Trump's tariff threat hits the US dollar hard, boosting demand for safe-haven assets like metals and the Swiss franc. Copper prices are approaching $13,000.
The Bloomberg Dollar Spot Index fell 0.1% during the Asian trading session, causing copper prices to regain an upward momentum.
According to analysts, US President Donald Trump is considering imposing a 10% tariff on European countries involved in his proposed acquisition of Greenland. This move has increased uncertainty in US policy direction, leading to a 0.1% decline in the Bloomberg Dollar Spot Index during Asian trading hours and causing copper prices to resume their upward trend.
Meanwhile, European currencies have received some support. Driven by increased demand for safe-haven assets, the Swiss Franc has outperformed other G10 currencies, and the Euro has rebounded from its lowest point in nearly two months.
David Forrester, Senior Strategist at Credit Agricole CIB in Singapore, stated that Trump's tariff threat has once again triggered "selling of the dollar". Markets are also paying attention to "TACO trades", as Trump may use the tariff threat as a negotiation strategy, providing some support for the dollar.
During Trump's presidency until 2026, the Euro is expected to be one of the biggest losers due to escalating geopolitical risks. Tariffs could bring cyclical headwinds to the Eurozone economy and further weaken pressure on Russia to end the conflict in Ukraine.
Chris Weston, Head of Research at Pepperstone Group Limited, noted that market dynamics show a significant increase in the political risk premium for US assets, including the dollar. This will force foreign investors to reduce or lower their holdings of US assets.
There is a general belief in the market that an agreement regarding Greenland will eventually be reached. However, when sovereignty is threatened, there is concern that this could lead to a much more dangerous situation.

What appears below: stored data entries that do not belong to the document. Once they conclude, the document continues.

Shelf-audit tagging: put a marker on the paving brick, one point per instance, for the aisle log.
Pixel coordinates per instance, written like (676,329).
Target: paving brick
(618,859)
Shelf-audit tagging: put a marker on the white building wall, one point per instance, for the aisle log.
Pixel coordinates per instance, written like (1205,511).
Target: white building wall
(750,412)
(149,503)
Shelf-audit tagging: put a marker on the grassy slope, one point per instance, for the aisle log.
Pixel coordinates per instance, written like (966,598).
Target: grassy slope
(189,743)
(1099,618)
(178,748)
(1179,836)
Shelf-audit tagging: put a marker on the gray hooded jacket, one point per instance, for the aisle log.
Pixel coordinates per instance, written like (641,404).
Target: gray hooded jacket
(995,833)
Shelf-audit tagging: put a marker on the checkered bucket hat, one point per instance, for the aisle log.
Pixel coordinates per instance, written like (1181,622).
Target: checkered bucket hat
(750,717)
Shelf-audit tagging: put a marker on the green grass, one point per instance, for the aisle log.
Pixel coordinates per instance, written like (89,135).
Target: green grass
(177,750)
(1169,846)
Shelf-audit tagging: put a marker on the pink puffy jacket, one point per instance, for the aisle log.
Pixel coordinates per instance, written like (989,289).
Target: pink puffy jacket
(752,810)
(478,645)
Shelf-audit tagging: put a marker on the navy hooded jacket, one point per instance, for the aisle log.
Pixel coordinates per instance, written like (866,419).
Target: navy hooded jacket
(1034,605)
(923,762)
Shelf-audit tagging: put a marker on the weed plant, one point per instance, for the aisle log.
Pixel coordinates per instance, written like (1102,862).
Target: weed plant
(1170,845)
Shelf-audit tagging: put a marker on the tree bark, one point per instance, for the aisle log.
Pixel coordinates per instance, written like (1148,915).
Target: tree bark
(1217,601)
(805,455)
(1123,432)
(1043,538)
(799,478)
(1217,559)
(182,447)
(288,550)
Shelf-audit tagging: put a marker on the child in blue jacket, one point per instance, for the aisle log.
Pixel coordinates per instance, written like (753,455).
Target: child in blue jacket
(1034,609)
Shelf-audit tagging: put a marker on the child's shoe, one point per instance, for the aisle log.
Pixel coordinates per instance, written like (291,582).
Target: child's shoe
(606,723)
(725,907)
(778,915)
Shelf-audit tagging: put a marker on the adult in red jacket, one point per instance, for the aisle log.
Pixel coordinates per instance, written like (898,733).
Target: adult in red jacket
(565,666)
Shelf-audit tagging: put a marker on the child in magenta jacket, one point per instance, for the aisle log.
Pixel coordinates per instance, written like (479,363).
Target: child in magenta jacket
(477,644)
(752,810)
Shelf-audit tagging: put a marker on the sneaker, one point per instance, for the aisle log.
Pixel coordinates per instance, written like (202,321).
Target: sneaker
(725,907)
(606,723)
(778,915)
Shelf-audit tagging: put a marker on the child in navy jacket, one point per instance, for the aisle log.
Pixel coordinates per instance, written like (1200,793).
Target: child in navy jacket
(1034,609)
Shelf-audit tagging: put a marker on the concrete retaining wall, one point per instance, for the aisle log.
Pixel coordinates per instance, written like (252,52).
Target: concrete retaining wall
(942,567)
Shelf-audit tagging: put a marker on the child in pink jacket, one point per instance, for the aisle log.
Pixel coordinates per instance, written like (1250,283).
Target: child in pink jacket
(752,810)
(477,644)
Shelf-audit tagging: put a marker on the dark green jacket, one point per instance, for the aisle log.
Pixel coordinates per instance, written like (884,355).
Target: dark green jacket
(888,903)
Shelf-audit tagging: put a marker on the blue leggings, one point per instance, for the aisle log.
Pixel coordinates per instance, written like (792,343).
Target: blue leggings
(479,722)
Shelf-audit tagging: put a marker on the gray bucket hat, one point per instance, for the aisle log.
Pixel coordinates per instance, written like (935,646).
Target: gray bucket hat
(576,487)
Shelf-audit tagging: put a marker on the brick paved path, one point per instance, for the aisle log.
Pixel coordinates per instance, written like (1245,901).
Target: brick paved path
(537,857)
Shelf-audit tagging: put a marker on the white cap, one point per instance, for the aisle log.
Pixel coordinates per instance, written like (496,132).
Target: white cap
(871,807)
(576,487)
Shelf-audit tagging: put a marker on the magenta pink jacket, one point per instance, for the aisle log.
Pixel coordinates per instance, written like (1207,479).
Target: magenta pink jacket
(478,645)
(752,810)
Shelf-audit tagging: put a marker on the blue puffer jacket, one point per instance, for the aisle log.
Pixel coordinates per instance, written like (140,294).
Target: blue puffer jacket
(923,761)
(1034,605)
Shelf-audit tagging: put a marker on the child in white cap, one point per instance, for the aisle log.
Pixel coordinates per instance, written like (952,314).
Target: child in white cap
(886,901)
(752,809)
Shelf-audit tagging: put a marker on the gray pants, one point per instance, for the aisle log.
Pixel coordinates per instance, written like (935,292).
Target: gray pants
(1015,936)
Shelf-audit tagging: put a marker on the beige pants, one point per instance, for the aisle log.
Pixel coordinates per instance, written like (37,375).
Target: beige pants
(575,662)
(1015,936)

Richard Franulovich, Head of FX Strategy at Westpac Banking Corporation, stated that Greenland/geopolitical risk has reignited discussions about de-dollarization and has made the US's large net international liabilities its key vulnerability.
Mingze Wu, a forex trader at Singapore StoneX, said, "We've seen some weakness in the dollar, which makes sense as the US goes back to isolationism. However, the market has become quite numb to tariff issues, so the reaction may be subdued."
Hikaru Tanaka, a fund manager at Asset Management One in Tokyo, mentioned that deteriorating inflation indicators in Europe, along with increasing tensions between Europe and the US, are making conditions more favorable for buying European bonds.
These changes have led to a significant increase in precious metal prices as investors turn to safe-haven assets. Despite the possibility of the US-EU trade war having a negative impact on industrial demand, some funds are still flowing into the base metals market.
As of the time of writing, copper prices on the London Metal Exchange have risen by 1.3% to $12,965 per ton. Nickel prices rose by 2.6%, tin prices by 2.8%, and aluminum prices by 0.8%.
Copper prices have been rising steadily for the past five months, benefiting from supply shortages and demand supported by the artificial intelligence boom, driving consumption of this metal used in wiring and renewable energy equipment.
Wu Kunjin, Head of Base Metals Research at Minmetals Futures Co., stated that as market optimism towards metals heats up, "copper prices are following silver and gold prices".